# Interest group forums > Food Industry Forum > [Question] Staff Leave

## AmithS

Hello All,

Just a question, how do you handle leave in the following situation,

Staff constantly asking for leave to either visit sick or attend funerals of aunts, uncles, cousins etc... (and this is a few staff every month - not a once every 3 or 6 months)

To my knowledge and thoughts you would only be obliged to give leave if it is a Parent, Sibling or own child (immediate family)?

All thoughts welcome!

----------


## Slippy

I think for immediate family it qualifies as compassionate leave, otherwise employee can choose between unpaid or annual leave?

----------


## tasch_a

As far as I remember, they get 4 days a year for compassionate leave. It has to be for immediate family (as in kid, spouse) and is generally reseverved for a death or sickness.

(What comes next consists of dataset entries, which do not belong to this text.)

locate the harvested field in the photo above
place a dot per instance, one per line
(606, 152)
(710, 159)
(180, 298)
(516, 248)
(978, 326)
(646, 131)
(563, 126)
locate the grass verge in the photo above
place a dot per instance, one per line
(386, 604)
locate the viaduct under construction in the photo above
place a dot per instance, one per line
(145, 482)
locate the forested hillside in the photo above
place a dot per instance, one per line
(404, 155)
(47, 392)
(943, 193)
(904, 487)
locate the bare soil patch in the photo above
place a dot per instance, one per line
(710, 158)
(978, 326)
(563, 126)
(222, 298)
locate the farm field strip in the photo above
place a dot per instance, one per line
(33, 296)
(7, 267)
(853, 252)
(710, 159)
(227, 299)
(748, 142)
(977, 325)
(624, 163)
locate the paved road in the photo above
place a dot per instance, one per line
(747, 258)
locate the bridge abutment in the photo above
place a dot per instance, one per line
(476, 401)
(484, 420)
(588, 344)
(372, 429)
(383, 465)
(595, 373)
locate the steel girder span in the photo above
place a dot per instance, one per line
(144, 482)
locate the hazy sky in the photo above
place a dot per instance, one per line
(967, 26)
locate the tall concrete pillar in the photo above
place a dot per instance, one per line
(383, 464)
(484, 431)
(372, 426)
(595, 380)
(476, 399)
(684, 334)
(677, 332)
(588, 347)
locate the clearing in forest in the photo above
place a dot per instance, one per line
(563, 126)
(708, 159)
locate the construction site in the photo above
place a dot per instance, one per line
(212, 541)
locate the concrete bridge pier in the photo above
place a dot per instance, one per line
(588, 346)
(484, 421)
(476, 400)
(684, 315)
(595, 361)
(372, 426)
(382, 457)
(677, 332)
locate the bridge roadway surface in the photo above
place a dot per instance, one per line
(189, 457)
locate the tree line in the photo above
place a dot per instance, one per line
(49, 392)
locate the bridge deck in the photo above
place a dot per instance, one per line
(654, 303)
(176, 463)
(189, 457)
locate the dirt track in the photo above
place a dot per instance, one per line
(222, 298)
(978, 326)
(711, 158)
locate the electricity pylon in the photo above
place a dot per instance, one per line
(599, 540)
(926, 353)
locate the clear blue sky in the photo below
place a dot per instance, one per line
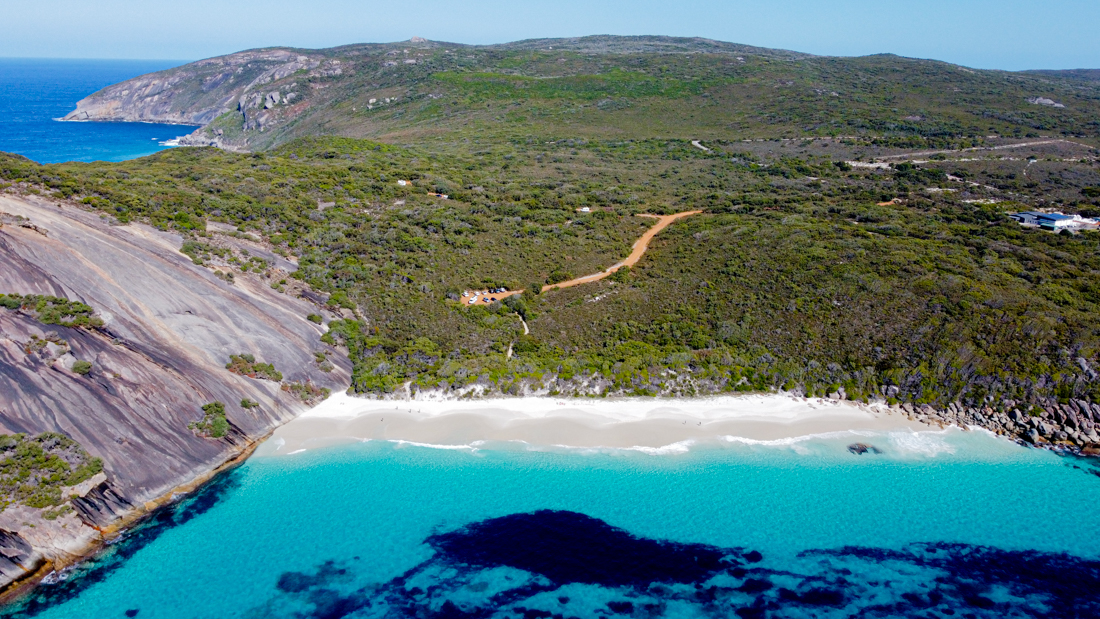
(1004, 34)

After that, it's a case of unpaid or annual leave.

----------


## AmithS

That is correct, compassionate leave is for immediate family and it is 3 days a year.

For other family or events it is either unpaid or annual, however the question is am I obliged to approve the unpaid or annual leave for these deaths of non immediate family members! (as mentioned this is an ongoing leave request and most of the time it is not for actual funerals etc... it is rather job interviews etc...)

----------


## Dave A

I tend to give people with troublesome attendance records rather nominal pay increments when it comes to pay increase time.

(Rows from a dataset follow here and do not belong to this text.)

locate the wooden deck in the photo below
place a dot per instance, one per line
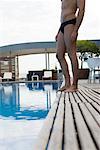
(73, 122)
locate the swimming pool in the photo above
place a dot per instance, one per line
(23, 108)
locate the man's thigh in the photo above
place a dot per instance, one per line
(68, 29)
(61, 48)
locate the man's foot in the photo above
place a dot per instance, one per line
(71, 89)
(63, 88)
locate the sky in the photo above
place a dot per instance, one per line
(38, 20)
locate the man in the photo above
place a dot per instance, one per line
(71, 18)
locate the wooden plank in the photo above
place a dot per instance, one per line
(78, 100)
(94, 93)
(94, 96)
(81, 97)
(56, 139)
(86, 141)
(94, 113)
(95, 129)
(70, 140)
(42, 141)
(90, 101)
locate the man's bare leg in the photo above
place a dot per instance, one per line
(61, 49)
(71, 45)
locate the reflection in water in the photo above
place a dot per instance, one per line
(29, 101)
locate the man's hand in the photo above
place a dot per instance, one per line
(74, 35)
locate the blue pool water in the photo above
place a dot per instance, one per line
(30, 101)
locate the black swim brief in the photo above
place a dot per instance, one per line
(73, 21)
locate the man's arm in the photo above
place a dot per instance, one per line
(80, 14)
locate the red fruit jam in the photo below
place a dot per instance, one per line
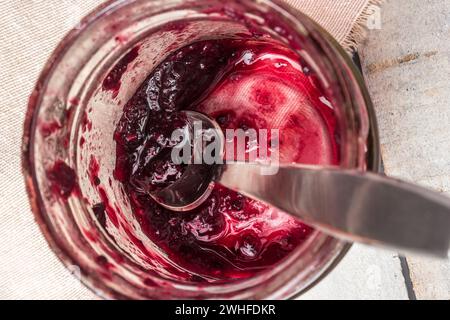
(242, 83)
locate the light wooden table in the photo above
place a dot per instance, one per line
(407, 68)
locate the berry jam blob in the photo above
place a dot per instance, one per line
(243, 84)
(98, 139)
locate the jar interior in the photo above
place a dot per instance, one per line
(75, 126)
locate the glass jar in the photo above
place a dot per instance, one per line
(67, 99)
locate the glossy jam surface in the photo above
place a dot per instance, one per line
(245, 84)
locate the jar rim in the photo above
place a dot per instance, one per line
(28, 167)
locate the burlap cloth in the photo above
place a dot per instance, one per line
(29, 31)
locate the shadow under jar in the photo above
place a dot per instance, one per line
(74, 131)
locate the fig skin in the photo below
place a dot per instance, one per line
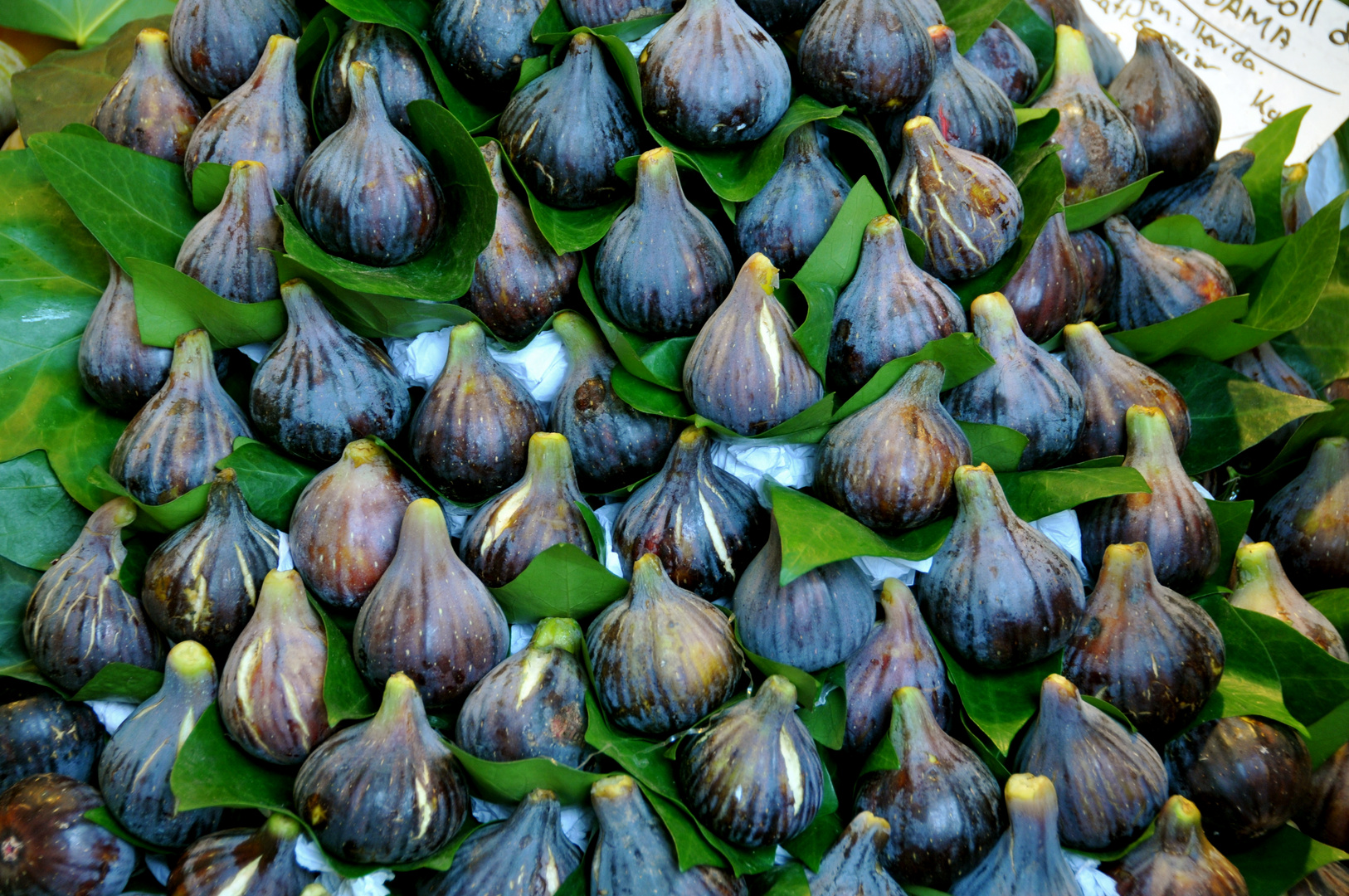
(50, 848)
(428, 616)
(999, 594)
(1143, 648)
(703, 523)
(519, 280)
(202, 583)
(79, 618)
(663, 267)
(745, 370)
(661, 657)
(271, 689)
(149, 108)
(889, 309)
(323, 386)
(532, 704)
(713, 77)
(750, 773)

And glowing referrals if someone happens to ask how good an employee they are.

 :Devil2:

----------

roryf (31-Oct-11)

----------


## AndyD

> ...And glowing referrals if someone happens to ask how good an employee they are.

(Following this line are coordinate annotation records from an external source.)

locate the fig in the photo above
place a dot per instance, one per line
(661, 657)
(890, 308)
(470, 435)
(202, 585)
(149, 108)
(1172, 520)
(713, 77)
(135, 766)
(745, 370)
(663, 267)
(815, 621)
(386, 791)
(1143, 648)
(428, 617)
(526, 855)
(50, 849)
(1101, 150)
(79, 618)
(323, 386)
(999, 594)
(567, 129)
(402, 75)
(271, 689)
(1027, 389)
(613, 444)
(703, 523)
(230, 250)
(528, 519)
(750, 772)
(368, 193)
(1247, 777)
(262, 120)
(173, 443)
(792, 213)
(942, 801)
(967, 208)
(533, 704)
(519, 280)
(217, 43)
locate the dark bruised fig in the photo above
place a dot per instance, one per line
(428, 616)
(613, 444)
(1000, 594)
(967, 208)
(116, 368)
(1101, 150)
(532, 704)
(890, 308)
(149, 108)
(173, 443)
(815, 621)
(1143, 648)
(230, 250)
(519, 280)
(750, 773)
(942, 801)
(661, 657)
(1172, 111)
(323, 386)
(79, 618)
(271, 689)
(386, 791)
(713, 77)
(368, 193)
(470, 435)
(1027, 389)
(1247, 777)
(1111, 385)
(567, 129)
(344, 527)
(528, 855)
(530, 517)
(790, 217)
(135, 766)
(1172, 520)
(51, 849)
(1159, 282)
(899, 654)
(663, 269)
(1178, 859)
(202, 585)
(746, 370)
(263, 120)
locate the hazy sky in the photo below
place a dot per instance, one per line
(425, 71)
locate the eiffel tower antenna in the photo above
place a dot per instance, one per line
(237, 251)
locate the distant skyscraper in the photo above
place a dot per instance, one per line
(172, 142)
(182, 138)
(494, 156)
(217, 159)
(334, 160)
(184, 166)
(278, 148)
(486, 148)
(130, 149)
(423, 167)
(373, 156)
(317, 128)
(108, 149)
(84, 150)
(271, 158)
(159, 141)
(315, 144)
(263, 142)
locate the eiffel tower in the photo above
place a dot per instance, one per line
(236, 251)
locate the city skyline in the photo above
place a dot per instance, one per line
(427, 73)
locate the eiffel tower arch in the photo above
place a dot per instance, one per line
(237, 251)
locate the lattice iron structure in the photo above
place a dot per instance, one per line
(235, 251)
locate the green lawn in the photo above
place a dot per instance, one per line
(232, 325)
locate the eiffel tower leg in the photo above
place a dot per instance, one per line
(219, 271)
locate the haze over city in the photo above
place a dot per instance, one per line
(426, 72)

Aw Dave, you're all heart.  :Smile:

----------


## Maryna82

It can form part of Contingency leave, which can include leave for being a witness in a court of law, family responsibility (Birth of a child, Illness of a child, Death of a relative), transfer to a new work place, etc.
The amount of days should be stipulated in the Conditions of Service.
It stays the discression of the Supervisor/manager to approve the leave. If there is any valid reason that you should deny the requested leave, you must have proof that will strengthen your case. Also seek legal advice (IR or union representative), just to cover all your bases.

----------


## Dave A

> It stays the discression of the Supervisor/manager to approve the leave.


I'm nervous as heck about discretionary paid. I don't know how many times I've had to listen to obscure arguments around precedent when sitting as an independant chair of a disciplinary. Someone uses their discretion in a particular way and next thing you know it's being forced as company policy...

----------

AndyD (21-Dec-11)

----------


## nkawit

> I tend to give people with troublesome attendance records rather nominal pay increments when it comes to pay increase time.


I'd rephrase that for my case "I tend to give people who are troublesome rather nominal pay increments when it comes to pay increase time".

All our leave is to the book, have a leave register and electronic calendar with shifts and leave records, if an employee wants to blow all the leave in the first 3 weeks of the year, sure!!! but then you take unpaid leave after that.

I have at least 2 staff that can do anything at any one time in various degrees, I reject leave by company policy if both try take off the same time as it would impact business.

For anything other than standard leave, we request evidence.

----------

Dave A (21-Dec-11)

----------


## Missnancyalex

You should discuss it with your staff before recruiting them. Told them the pay off criteria if they agree then hire them or else…..

----------